By Cass McLeanPublished 3 years ago 8 min read

There’s something liminal about being behind the bar of a hotel, especially high end spaces used to host upper echelon parties, business groups in the area from their respective homes in desperate corporate America, looking for a taste of the lifestyle of the beautiful, dirty and rich. I can see them pulling at their suits pulled straight from the rack, fitting but not tailored, pants that are just a little too long and nice shoes that are in desperate need of repair, despite their polish. When lined up at the bar drinking over-priced well whiskey, they seem nervous- as though someone would be able to point them out as an imposter, destroy the fragile anonymity that is afforded to the travelers who pass through the doors of the hotel.

For me, a long time resident of the night life who was a bit long in the tooth for the neon lights and rhinestoned entertainment of the casinos and play clubs that lined the streets of downtown Las Vegas, it provided a consistent income with minimal amounts of dramatic outburst, out of hand drunken behavior and pushy patrons trying their luck at trying to take home the bartender. The appeal of this challenge has never made sense to me, we are a cynical species, prone to ridiculing poor interlopers who attempt to woo us before laughing them off and charging them for their next drink. These days I don’t have much energy for the games, preferring to simply top off the beverage and move my way down the line. I had more important things to keep an eye on.
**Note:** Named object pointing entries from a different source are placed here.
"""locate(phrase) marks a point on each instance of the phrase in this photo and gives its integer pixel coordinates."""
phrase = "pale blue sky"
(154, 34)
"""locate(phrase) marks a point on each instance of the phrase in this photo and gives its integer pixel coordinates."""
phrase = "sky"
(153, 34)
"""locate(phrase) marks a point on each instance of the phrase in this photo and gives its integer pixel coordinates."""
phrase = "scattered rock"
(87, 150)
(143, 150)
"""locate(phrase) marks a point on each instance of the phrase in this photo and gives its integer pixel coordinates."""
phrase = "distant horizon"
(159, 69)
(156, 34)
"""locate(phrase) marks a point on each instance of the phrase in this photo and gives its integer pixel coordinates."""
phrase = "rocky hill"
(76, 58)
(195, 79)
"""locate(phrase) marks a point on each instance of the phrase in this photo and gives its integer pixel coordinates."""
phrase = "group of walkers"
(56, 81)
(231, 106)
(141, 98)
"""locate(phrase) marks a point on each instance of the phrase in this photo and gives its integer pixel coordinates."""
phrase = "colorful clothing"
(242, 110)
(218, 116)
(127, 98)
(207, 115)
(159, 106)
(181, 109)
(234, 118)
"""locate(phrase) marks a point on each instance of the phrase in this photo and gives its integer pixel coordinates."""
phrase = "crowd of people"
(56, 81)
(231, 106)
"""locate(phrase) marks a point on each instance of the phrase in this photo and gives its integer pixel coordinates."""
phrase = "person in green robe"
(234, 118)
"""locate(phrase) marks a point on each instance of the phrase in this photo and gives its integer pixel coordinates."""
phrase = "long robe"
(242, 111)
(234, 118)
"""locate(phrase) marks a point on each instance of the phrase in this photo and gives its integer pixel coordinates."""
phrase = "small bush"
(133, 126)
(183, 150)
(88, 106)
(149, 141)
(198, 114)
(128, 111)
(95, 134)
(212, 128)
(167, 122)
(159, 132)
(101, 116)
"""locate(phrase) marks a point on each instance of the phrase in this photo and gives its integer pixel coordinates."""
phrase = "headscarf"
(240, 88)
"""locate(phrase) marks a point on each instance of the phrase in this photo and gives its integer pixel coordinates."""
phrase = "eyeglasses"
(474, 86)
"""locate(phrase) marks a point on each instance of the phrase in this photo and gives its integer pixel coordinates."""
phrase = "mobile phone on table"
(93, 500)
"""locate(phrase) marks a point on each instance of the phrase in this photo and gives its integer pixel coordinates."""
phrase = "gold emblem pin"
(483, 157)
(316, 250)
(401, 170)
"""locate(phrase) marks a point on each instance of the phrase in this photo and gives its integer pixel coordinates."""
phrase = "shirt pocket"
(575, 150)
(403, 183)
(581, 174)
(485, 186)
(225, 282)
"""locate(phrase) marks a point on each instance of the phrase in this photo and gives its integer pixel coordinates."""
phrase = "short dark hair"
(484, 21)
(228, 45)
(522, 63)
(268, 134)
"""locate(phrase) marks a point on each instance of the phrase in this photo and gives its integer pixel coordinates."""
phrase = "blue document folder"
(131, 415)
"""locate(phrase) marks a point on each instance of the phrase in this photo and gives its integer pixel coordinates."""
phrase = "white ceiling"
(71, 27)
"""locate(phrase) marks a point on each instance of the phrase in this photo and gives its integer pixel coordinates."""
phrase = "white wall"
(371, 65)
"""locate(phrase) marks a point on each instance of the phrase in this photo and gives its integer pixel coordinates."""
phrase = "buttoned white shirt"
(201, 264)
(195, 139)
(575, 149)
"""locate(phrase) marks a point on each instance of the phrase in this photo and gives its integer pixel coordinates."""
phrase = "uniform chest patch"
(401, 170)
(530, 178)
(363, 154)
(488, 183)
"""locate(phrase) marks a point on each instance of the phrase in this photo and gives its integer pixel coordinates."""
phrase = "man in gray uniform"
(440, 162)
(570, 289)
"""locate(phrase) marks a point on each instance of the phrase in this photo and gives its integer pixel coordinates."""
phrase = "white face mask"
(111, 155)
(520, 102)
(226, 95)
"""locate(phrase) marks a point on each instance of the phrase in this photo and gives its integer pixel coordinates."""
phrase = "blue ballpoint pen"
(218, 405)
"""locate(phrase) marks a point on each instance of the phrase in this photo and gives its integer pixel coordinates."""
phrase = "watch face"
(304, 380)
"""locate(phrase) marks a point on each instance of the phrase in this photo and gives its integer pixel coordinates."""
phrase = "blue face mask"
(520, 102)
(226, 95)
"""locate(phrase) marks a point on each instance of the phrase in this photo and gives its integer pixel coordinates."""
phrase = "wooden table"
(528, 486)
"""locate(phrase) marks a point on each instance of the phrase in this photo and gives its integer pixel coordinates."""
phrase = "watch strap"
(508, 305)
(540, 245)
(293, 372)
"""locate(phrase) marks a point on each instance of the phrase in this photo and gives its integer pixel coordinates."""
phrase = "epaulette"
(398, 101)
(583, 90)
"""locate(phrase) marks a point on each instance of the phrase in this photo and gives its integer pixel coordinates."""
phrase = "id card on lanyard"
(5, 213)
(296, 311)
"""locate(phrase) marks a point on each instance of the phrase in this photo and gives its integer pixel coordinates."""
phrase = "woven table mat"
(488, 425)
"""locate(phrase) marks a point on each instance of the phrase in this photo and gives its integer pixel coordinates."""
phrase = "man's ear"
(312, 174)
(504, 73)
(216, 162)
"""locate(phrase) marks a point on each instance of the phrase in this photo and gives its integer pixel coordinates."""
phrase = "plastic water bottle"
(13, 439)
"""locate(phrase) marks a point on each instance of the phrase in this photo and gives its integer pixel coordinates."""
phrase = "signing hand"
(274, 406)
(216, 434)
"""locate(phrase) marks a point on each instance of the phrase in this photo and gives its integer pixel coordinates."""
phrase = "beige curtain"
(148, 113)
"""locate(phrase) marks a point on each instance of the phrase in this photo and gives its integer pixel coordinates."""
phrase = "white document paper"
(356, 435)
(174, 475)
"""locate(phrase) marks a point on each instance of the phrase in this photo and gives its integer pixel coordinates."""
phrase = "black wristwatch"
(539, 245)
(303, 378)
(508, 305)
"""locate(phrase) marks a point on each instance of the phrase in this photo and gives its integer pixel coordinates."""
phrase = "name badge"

Any city that doesn’t sleep is home to any number of night-walking types- from prostitutes and drug dealers to black market art fences and escorts that charge you a thousand dollars just to take your call. They’re easy to spot if you know who to look for- something in the eyes and the turn of the mouth. A prostitute will order a beer and nurse it for an hour while she waits for one of these hapless Mid-Western drabs to screw up enough courage to talk to her- chasing the fantasy that they’re still young and haven’t ruined their knees playing football for a chance at college far away from home. Or even those with suicide in their eyes looking for something to take the pain away, pain that they can’t share with the women who they promised to share everything with. I don’t like to keep the tab open for those men, they deserve the chance to feel numb. I can’t imagine feeling that trapped in my own skin.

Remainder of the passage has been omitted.